There's yet another Microsoft-funded analyst study out there; this one,
done by VeriTest, compares deployment times for Microsoft Windows Small
Business Server and Red Hat Enterprise Linux. No doubt everybody will be
surprised to hear that the study (available in PDF
) concludes that Windows is better. Four tasks were set out:
install the system with basic services, set up performance monitoring and
reporting, set up an intranet web site, and configure the network for
remote management. Doing these tasks with Windows took, they say,
4 1/2 hours and 125 steps. Linux required 7 1/2 hours and 555
It is not hard to poke holes in the study, of course. Somehow it was
possible to set up an intranet server on Windows with zero steps - but it
still took seven minutes. Somehow the report didn't comment on the
discouraging time per step required to accomplish this task on Windows.
Errors made by the (Microsoft-hired) consultants performing the Linux
installation were counted as steps. Tasks like checking the system with
nmap were also counted. Setting up remote administration took 100 steps;
we could suggest a shorter way of doing that:
- Enable sshd.
The VeriTest people, instead, set out on a series of tasks involving
installing the kernel source, setting up PPTP, and carrying out several
tasks on the Windows client - all of which counted as steps, of course.
One could go on about this report for a long time; see, for example, the
letter from Leon Brooks on this week's Letters
The more interesting development, however, is that Forrester Research has,
after having Microsoft trumpet one of its studies, issued this statement
on the integrity of its reports.
Recently, in two isolated and unrelated cases, we conducted
privately sponsored studies for two vendor clients. We stand by the
integrity of both studies. However, we erred in allowing those
clients to publicize the research findings. In response to these
two isolated events, Forrester has taken immediate steps to tighten
our internal process and clarify our Integrity Policy. As part of
this clarification, the company will no longer accept projects that
involve paid-for, publicized product comparisons. This move
revalidates and strengthens Forrester's research integrity.
Forrester, in other words, is getting out of the analyst-for-hire FUD
business. Given that this business can only be lucrative, Forrester's
decision to leave it behind is worthy of note.
FUD-for-hire has long been an important business tool in the technology
world. Analysts have been happy to have the business, and they have been
able to live with the fact that their output always seems to support the
sponsor's agenda. Technical journalists have long liked these reports;
they can easily be cast into a story without requiring much in the way of
creative or critical thought. The whole system worked smoothly as a way of
shaping public perception of technology products.
Something has happened over the last decade or so, however. The net has
it easy for interested parties to rip apart biased or poorly-done studies.
And the rise
of free software has greatly increased the number of people who feel some
sort of ownership interest in the systems they use. As a result, anybody
publishing a report critical of free software had better be very sure of
his ground, because that report will be subjected to intense
scrutiny. Some of the people performing that scrutiny will know far more
about the subject manner than the analysts who wrote the text, and they
will not be afraid to say, in public, what they think.
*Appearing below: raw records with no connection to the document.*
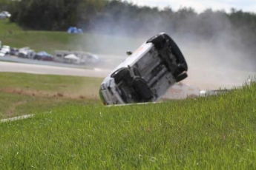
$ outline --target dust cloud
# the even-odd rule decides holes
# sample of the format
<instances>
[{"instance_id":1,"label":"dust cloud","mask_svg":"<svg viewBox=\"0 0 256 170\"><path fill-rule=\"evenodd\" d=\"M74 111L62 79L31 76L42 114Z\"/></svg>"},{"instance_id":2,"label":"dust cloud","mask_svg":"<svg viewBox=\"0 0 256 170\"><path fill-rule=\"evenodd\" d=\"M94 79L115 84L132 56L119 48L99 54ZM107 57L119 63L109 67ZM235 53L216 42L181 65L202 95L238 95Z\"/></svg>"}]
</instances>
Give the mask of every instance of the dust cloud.
<instances>
[{"instance_id":1,"label":"dust cloud","mask_svg":"<svg viewBox=\"0 0 256 170\"><path fill-rule=\"evenodd\" d=\"M101 61L96 67L111 70L127 57L127 50L135 50L151 36L165 32L176 41L187 61L188 78L185 82L201 89L240 86L256 72L251 52L226 17L206 14L207 19L203 21L206 28L198 24L198 17L191 16L180 21L176 30L174 26L163 26L163 18L148 16L149 22L141 26L140 35L135 34L136 30L131 34L131 30L126 30L118 22L98 23L95 27L100 27L100 33L95 31L96 37L82 41L93 44L93 52L99 55ZM110 30L111 35L106 35Z\"/></svg>"}]
</instances>

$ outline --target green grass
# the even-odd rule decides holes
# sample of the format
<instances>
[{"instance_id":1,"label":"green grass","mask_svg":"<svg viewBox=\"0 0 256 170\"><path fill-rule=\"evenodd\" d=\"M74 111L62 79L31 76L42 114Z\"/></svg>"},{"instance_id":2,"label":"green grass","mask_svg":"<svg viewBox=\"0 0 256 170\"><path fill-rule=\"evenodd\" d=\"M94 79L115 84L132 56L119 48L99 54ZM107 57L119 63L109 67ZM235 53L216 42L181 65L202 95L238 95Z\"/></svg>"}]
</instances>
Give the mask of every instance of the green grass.
<instances>
[{"instance_id":1,"label":"green grass","mask_svg":"<svg viewBox=\"0 0 256 170\"><path fill-rule=\"evenodd\" d=\"M3 169L255 169L256 84L163 103L59 106L0 123Z\"/></svg>"},{"instance_id":2,"label":"green grass","mask_svg":"<svg viewBox=\"0 0 256 170\"><path fill-rule=\"evenodd\" d=\"M69 104L99 103L102 78L0 73L0 119Z\"/></svg>"},{"instance_id":3,"label":"green grass","mask_svg":"<svg viewBox=\"0 0 256 170\"><path fill-rule=\"evenodd\" d=\"M56 50L70 50L124 56L127 50L134 50L145 41L91 33L75 35L66 32L25 31L7 20L0 21L0 40L3 44L11 47L30 47L37 52L45 50L51 54Z\"/></svg>"}]
</instances>

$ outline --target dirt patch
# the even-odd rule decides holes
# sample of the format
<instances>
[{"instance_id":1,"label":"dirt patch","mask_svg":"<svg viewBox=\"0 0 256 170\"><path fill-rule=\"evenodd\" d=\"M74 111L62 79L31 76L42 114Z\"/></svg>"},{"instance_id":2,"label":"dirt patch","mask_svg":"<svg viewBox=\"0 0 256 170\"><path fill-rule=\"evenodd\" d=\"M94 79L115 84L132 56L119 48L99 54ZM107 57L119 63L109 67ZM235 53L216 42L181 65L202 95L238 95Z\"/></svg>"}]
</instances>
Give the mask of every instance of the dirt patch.
<instances>
[{"instance_id":1,"label":"dirt patch","mask_svg":"<svg viewBox=\"0 0 256 170\"><path fill-rule=\"evenodd\" d=\"M34 97L50 97L50 98L59 98L67 99L87 99L87 100L99 100L99 97L98 94L91 94L87 95L82 95L76 93L68 93L64 92L45 92L40 90L32 90L29 89L19 89L19 88L4 88L0 89L0 92L18 94L22 95L30 95Z\"/></svg>"}]
</instances>

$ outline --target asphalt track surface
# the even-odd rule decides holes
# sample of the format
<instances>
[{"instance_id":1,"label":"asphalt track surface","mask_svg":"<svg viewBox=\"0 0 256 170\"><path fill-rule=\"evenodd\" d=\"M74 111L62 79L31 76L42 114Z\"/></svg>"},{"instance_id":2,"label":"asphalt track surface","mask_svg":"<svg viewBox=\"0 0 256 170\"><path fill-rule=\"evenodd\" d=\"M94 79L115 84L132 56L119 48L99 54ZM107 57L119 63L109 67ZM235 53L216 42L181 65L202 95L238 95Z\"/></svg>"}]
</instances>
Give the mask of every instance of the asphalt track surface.
<instances>
[{"instance_id":1,"label":"asphalt track surface","mask_svg":"<svg viewBox=\"0 0 256 170\"><path fill-rule=\"evenodd\" d=\"M79 68L0 61L0 72L104 78L108 75L111 70L105 70L97 68L85 69Z\"/></svg>"},{"instance_id":2,"label":"asphalt track surface","mask_svg":"<svg viewBox=\"0 0 256 170\"><path fill-rule=\"evenodd\" d=\"M111 61L108 61L111 62ZM39 62L40 64L40 62ZM105 78L112 71L100 67L91 69L72 68L60 66L23 64L16 62L0 61L0 72L26 72L44 75L73 75L85 77ZM112 67L113 68L113 67ZM200 89L231 89L245 84L249 78L254 78L254 72L239 70L225 70L216 68L199 68L190 67L188 77L184 83L198 86Z\"/></svg>"}]
</instances>

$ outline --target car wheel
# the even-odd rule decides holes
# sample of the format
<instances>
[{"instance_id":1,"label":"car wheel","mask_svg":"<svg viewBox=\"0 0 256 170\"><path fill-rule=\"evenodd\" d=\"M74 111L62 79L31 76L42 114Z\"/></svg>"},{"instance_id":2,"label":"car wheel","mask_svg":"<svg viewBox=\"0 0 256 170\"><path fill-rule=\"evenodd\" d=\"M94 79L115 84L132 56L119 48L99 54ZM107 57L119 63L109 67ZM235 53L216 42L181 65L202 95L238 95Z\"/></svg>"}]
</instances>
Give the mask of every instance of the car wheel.
<instances>
[{"instance_id":1,"label":"car wheel","mask_svg":"<svg viewBox=\"0 0 256 170\"><path fill-rule=\"evenodd\" d=\"M181 81L182 80L184 80L187 77L188 77L188 74L186 72L182 73L175 78L176 82Z\"/></svg>"},{"instance_id":2,"label":"car wheel","mask_svg":"<svg viewBox=\"0 0 256 170\"><path fill-rule=\"evenodd\" d=\"M153 98L152 92L147 82L141 78L136 78L133 81L132 86L137 95L137 102L148 102Z\"/></svg>"},{"instance_id":3,"label":"car wheel","mask_svg":"<svg viewBox=\"0 0 256 170\"><path fill-rule=\"evenodd\" d=\"M122 80L131 77L131 75L128 68L121 68L114 72L111 77L114 78L116 84L117 84Z\"/></svg>"}]
</instances>

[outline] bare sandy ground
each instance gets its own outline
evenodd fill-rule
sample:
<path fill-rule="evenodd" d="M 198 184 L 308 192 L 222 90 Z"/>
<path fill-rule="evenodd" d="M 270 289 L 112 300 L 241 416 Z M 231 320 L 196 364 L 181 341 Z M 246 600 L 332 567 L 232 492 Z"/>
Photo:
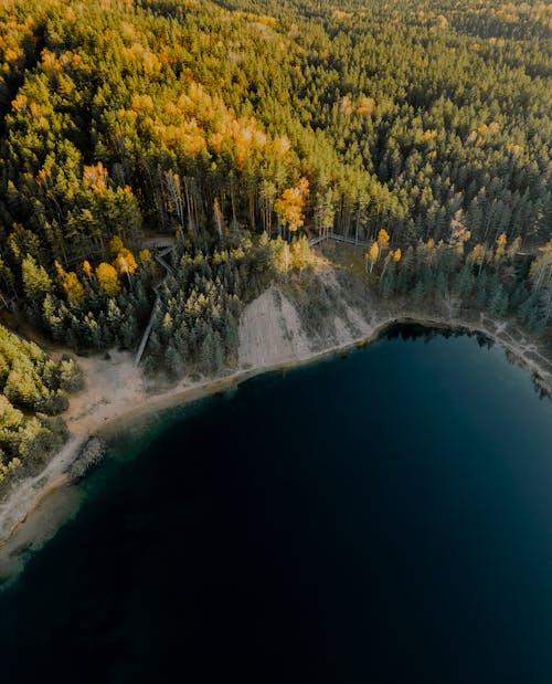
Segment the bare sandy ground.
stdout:
<path fill-rule="evenodd" d="M 327 277 L 331 278 L 331 274 Z M 336 287 L 339 287 L 337 282 Z M 359 343 L 368 343 L 394 322 L 416 320 L 480 332 L 500 344 L 517 362 L 538 377 L 543 389 L 552 393 L 552 364 L 542 356 L 533 341 L 506 323 L 499 324 L 485 316 L 468 322 L 454 317 L 421 316 L 416 312 L 404 311 L 400 315 L 391 311 L 374 313 L 367 320 L 350 306 L 347 306 L 347 318 L 336 318 L 336 334 L 327 339 L 321 350 L 318 347 L 314 351 L 294 304 L 279 288 L 272 286 L 242 314 L 238 368 L 235 372 L 195 382 L 184 378 L 174 387 L 162 389 L 144 379 L 128 352 L 112 351 L 109 359 L 102 356 L 79 359 L 86 388 L 72 397 L 71 407 L 64 415 L 72 433 L 70 441 L 50 460 L 40 475 L 14 483 L 13 490 L 0 503 L 0 566 L 2 554 L 6 556 L 7 553 L 13 553 L 21 546 L 22 539 L 28 540 L 29 527 L 43 524 L 40 515 L 30 514 L 39 505 L 43 506 L 42 502 L 51 492 L 67 483 L 66 471 L 89 436 L 117 431 L 146 413 L 221 391 L 254 375 L 312 361 Z M 352 335 L 351 329 L 355 329 L 359 335 Z M 25 520 L 28 523 L 23 525 Z"/>

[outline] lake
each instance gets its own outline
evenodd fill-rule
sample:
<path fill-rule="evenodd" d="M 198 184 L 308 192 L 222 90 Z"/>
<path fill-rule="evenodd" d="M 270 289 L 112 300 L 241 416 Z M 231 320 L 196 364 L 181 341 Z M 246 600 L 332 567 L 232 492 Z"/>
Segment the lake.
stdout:
<path fill-rule="evenodd" d="M 552 682 L 552 401 L 415 326 L 163 413 L 0 594 L 9 682 Z"/>

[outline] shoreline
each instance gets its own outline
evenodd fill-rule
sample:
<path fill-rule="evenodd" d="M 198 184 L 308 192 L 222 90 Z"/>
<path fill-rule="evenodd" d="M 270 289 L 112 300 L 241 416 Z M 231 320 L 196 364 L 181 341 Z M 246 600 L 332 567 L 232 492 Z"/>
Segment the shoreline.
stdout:
<path fill-rule="evenodd" d="M 489 323 L 495 326 L 495 329 L 490 329 Z M 171 407 L 198 401 L 216 392 L 235 388 L 261 375 L 315 364 L 360 346 L 368 346 L 380 339 L 390 327 L 401 324 L 417 324 L 427 328 L 456 329 L 466 334 L 484 335 L 499 345 L 516 365 L 531 373 L 535 388 L 540 388 L 549 397 L 552 396 L 552 362 L 540 355 L 532 340 L 524 338 L 516 340 L 510 334 L 506 334 L 507 323 L 486 322 L 484 318 L 479 322 L 460 318 L 447 319 L 439 315 L 423 316 L 406 312 L 402 315 L 390 313 L 388 316 L 379 317 L 362 336 L 331 345 L 319 351 L 290 352 L 289 358 L 285 360 L 242 368 L 210 380 L 187 383 L 184 379 L 174 387 L 157 392 L 151 391 L 151 387 L 145 389 L 140 385 L 137 390 L 136 387 L 134 388 L 136 391 L 130 388 L 128 397 L 123 394 L 115 397 L 113 401 L 103 398 L 96 403 L 92 403 L 87 411 L 79 414 L 78 404 L 83 400 L 84 402 L 92 400 L 91 388 L 87 386 L 79 393 L 81 401 L 76 402 L 77 406 L 70 407 L 65 414 L 71 431 L 68 441 L 50 459 L 39 475 L 15 482 L 13 491 L 0 502 L 0 555 L 8 554 L 8 556 L 11 556 L 17 554 L 21 549 L 21 544 L 18 545 L 18 536 L 33 518 L 33 514 L 36 514 L 36 511 L 52 493 L 72 484 L 73 481 L 67 471 L 78 459 L 84 445 L 91 438 L 114 435 L 123 429 L 131 427 L 141 417 L 153 415 Z M 107 364 L 107 361 L 97 358 L 92 361 L 87 359 L 87 365 L 91 367 L 102 362 Z M 125 359 L 125 362 L 128 362 L 128 359 Z M 138 375 L 139 371 L 135 370 L 135 372 Z M 86 376 L 88 382 L 91 382 L 89 373 L 86 373 Z M 107 415 L 105 415 L 106 412 Z"/>

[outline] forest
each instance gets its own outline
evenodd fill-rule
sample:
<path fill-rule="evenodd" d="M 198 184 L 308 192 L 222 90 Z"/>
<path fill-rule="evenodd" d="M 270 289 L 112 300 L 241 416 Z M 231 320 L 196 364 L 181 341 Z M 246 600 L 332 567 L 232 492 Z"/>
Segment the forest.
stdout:
<path fill-rule="evenodd" d="M 151 325 L 146 372 L 213 373 L 243 306 L 338 233 L 383 298 L 552 344 L 552 6 L 2 0 L 0 64 L 8 323 L 77 352 Z M 2 336 L 9 469 L 65 389 Z"/>

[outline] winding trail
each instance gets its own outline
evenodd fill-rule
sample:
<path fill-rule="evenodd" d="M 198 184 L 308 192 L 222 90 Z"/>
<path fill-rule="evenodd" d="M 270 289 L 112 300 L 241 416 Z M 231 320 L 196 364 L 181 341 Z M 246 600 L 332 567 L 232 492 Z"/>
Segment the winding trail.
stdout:
<path fill-rule="evenodd" d="M 170 254 L 170 252 L 172 252 L 176 248 L 177 248 L 177 244 L 174 242 L 169 242 L 169 241 L 159 241 L 153 244 L 153 249 L 159 250 L 157 254 L 153 256 L 153 259 L 157 261 L 157 263 L 160 266 L 162 266 L 166 270 L 166 274 L 164 274 L 164 277 L 161 281 L 159 281 L 159 283 L 153 285 L 153 292 L 156 293 L 156 299 L 153 302 L 153 306 L 151 307 L 151 314 L 149 316 L 148 325 L 146 326 L 146 329 L 144 330 L 144 335 L 138 346 L 138 351 L 136 352 L 136 356 L 135 356 L 135 367 L 138 367 L 140 365 L 144 350 L 146 349 L 146 345 L 148 344 L 151 328 L 153 327 L 157 304 L 160 297 L 159 290 L 164 285 L 169 275 L 172 274 L 172 266 L 170 266 L 164 261 L 163 257 L 167 256 L 167 254 Z"/>

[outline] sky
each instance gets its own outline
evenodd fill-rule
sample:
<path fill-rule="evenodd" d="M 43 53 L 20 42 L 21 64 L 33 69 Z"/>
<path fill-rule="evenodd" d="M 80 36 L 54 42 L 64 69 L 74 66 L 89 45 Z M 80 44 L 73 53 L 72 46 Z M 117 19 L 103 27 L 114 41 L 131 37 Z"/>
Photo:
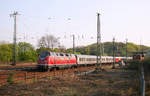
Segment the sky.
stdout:
<path fill-rule="evenodd" d="M 102 42 L 129 42 L 150 46 L 150 0 L 0 0 L 0 41 L 13 42 L 13 17 L 17 11 L 17 42 L 37 47 L 47 34 L 72 47 L 96 42 L 100 13 Z"/>

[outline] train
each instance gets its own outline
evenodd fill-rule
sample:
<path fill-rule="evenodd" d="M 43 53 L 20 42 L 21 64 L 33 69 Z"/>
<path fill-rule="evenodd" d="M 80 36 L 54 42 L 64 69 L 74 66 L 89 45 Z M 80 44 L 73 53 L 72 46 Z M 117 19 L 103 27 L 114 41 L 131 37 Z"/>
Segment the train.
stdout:
<path fill-rule="evenodd" d="M 101 64 L 112 64 L 114 61 L 113 59 L 112 56 L 101 56 L 101 58 L 98 57 L 98 62 L 101 62 Z M 131 57 L 115 57 L 115 63 L 125 59 L 131 59 Z M 39 70 L 48 70 L 94 64 L 97 64 L 97 56 L 95 55 L 76 55 L 44 51 L 38 56 L 37 68 Z"/>

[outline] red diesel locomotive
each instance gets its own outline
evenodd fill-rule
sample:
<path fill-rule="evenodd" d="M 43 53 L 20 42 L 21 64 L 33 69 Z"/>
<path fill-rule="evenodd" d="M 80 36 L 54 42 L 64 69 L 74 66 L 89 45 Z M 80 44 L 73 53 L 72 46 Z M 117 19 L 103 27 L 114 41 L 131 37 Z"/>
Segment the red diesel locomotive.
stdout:
<path fill-rule="evenodd" d="M 115 62 L 118 63 L 124 59 L 124 57 L 115 57 Z M 96 64 L 97 57 L 94 55 L 75 55 L 67 53 L 56 52 L 41 52 L 38 58 L 38 69 L 48 70 L 52 68 L 61 67 L 77 67 L 80 65 L 93 65 Z M 100 60 L 100 58 L 99 58 Z M 112 56 L 101 56 L 102 64 L 112 64 Z"/>

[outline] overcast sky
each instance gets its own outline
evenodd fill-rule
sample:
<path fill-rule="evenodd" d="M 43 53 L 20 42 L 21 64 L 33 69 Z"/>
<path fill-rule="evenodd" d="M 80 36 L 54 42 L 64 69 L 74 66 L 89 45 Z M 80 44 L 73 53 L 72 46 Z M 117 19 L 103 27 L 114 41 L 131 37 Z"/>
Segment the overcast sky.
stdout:
<path fill-rule="evenodd" d="M 13 41 L 14 11 L 17 38 L 34 46 L 37 39 L 52 34 L 62 45 L 72 47 L 96 42 L 97 12 L 101 14 L 102 41 L 128 41 L 150 46 L 150 0 L 1 0 L 0 41 Z M 25 37 L 25 38 L 24 38 Z"/>

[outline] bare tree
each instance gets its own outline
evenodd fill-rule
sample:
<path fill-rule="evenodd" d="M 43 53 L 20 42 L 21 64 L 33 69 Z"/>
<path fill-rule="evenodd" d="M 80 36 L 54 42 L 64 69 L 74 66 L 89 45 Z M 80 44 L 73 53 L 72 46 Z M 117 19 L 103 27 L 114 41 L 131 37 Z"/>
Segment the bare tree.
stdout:
<path fill-rule="evenodd" d="M 53 35 L 45 35 L 40 38 L 38 41 L 38 46 L 39 47 L 44 47 L 44 48 L 55 48 L 59 44 L 59 41 L 56 37 Z"/>

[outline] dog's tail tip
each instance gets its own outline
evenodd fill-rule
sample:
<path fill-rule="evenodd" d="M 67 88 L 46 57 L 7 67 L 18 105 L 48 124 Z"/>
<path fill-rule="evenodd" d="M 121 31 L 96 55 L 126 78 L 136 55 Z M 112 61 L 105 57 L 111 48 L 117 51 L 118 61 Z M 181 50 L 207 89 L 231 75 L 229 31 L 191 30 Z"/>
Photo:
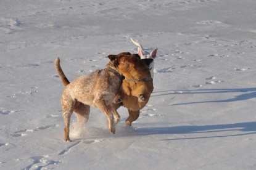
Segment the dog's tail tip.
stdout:
<path fill-rule="evenodd" d="M 58 57 L 57 57 L 56 60 L 55 60 L 55 64 L 59 64 L 59 63 L 60 62 L 60 58 Z"/>

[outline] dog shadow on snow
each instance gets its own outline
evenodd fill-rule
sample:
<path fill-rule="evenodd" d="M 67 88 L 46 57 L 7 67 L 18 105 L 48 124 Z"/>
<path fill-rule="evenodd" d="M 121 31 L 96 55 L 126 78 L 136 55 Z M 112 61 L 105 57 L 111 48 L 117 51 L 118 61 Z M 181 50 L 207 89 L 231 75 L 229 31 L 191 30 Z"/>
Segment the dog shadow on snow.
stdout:
<path fill-rule="evenodd" d="M 167 93 L 168 92 L 168 93 Z M 241 88 L 241 89 L 207 89 L 198 90 L 173 90 L 165 91 L 153 92 L 152 97 L 166 95 L 183 95 L 183 94 L 225 94 L 240 92 L 240 95 L 236 95 L 233 98 L 219 100 L 206 100 L 199 102 L 190 102 L 185 103 L 176 103 L 171 105 L 183 105 L 189 104 L 204 103 L 224 103 L 246 100 L 256 97 L 256 88 Z M 173 98 L 175 98 L 173 97 Z"/>
<path fill-rule="evenodd" d="M 204 126 L 179 126 L 173 127 L 144 127 L 136 129 L 139 135 L 186 134 L 187 137 L 163 139 L 174 140 L 226 137 L 256 134 L 256 122 Z M 189 134 L 191 134 L 189 136 Z"/>
<path fill-rule="evenodd" d="M 224 103 L 246 100 L 256 97 L 256 88 L 241 88 L 241 89 L 209 89 L 198 90 L 175 90 L 155 92 L 152 97 L 165 95 L 183 95 L 183 94 L 204 94 L 217 93 L 242 93 L 233 98 L 219 100 L 206 100 L 200 102 L 190 102 L 172 105 L 183 105 L 189 104 L 204 103 Z M 172 98 L 172 99 L 174 97 Z M 204 138 L 225 137 L 232 136 L 239 136 L 256 134 L 256 122 L 246 122 L 227 124 L 214 124 L 204 126 L 180 126 L 173 127 L 146 127 L 138 129 L 138 134 L 141 135 L 152 134 L 189 134 L 189 137 L 181 137 L 179 139 L 165 140 L 181 140 L 181 139 L 196 139 Z"/>

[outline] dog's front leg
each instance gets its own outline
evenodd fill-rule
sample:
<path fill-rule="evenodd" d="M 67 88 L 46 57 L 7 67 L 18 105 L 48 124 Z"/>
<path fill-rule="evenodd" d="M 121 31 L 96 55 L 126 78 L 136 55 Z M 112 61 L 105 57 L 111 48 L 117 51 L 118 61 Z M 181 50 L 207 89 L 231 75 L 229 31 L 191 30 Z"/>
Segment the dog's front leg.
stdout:
<path fill-rule="evenodd" d="M 138 97 L 139 102 L 145 102 L 146 99 L 143 94 L 139 94 Z"/>
<path fill-rule="evenodd" d="M 136 121 L 139 116 L 139 110 L 131 111 L 128 110 L 129 117 L 125 121 L 127 126 L 131 126 L 131 123 Z"/>
<path fill-rule="evenodd" d="M 112 133 L 115 134 L 115 129 L 114 122 L 114 116 L 110 110 L 106 105 L 105 101 L 103 100 L 94 100 L 94 103 L 96 107 L 99 108 L 101 111 L 105 114 L 105 115 L 106 115 L 107 121 L 109 123 L 109 130 Z"/>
Shoddy research and
skewed studies do not fare well in the modern environment.
It has been noted for years that FUD attacks on Linux tend to backfire;
even Microsoft has commented on this
fact. The combination of the net and the Linux community has managed to
neutralize - or at least strongly diminish the effect of - FUD. Analyst
companies which are seen as taking part in outright FUD attempts have seen
their own credibility suffer; remember MindCraft? Now some analyst
companies, concerned about the perception of their integrity, are realizing
that the FUD business is a poor place to be in the long run. That is a
victory for the Linux community, and for the level of technology industry
discourse in general.
Comments (5 posted)
Bruce Perens was in Denver this week for IBM's Linux strategy briefing
and offered to speak to the Colorado Linux Users and Enthusiasts
(CLUE) Linux User Group the night before the IBM event.
The talk was billed as "The Future of GNU/Linux and Free Software," but
Perens talked a great deal about the history of free software as well.
After covering his history with Linux and the open source movement,
Perens turned to current events. He talked a little bit about how many
companies doing Linux-related business suffer from multiple personality
disorder. On the one hand companies like HP are looking to push Linux
and are trying to embrace Linux and do the right thing for the Linux
community. On the other hand, these companies have to maintain
relationships with companies like SCO and Microsoft and participate in
groups like CompTIA that actively
work against open source. Perens cautions the community to pay attention
to everything a company does, not just its support for open source.
We know that both Hewlett-Packard and the other members of CompTIA were
sponsors of the so-called Software Choice Initiative, which works
against open source. So, it's important to watch our friends.
Perens also noted that the next likely legal attack against open source
would be via software patents, and said he thinks its unlikely that
corporations like HP or IBM would help the community in that event.
Though Perens says he hasn't made up his mind yet, he indicated he was
thinking seriously about trying to form a community-driven answer to Red
Hat's enterprise products.
I'm wondering if it's time for a grass-roots enterprise Linux, and
the way I figured I would do this... is first of all take Debian,
why is there a Fedora
project when there's Debian, a ten-year-old project with all its
policies done...with over a thousand developers? That is what the
Fedora project should be. Take that, and get together the
community of enterprise users who depend on Linux and really want a
zero-cost enterprise distribution.
After the talk, we caught up with Bruce for a few minutes one-on-one
to ask about issues not covered during his talk, and to get further
information on the grass-roots enterprise Linux effort. The first
question was about the disagreement between the Free Software Foundation
and the Debian Project over the GNU Free Documentation License (FDL).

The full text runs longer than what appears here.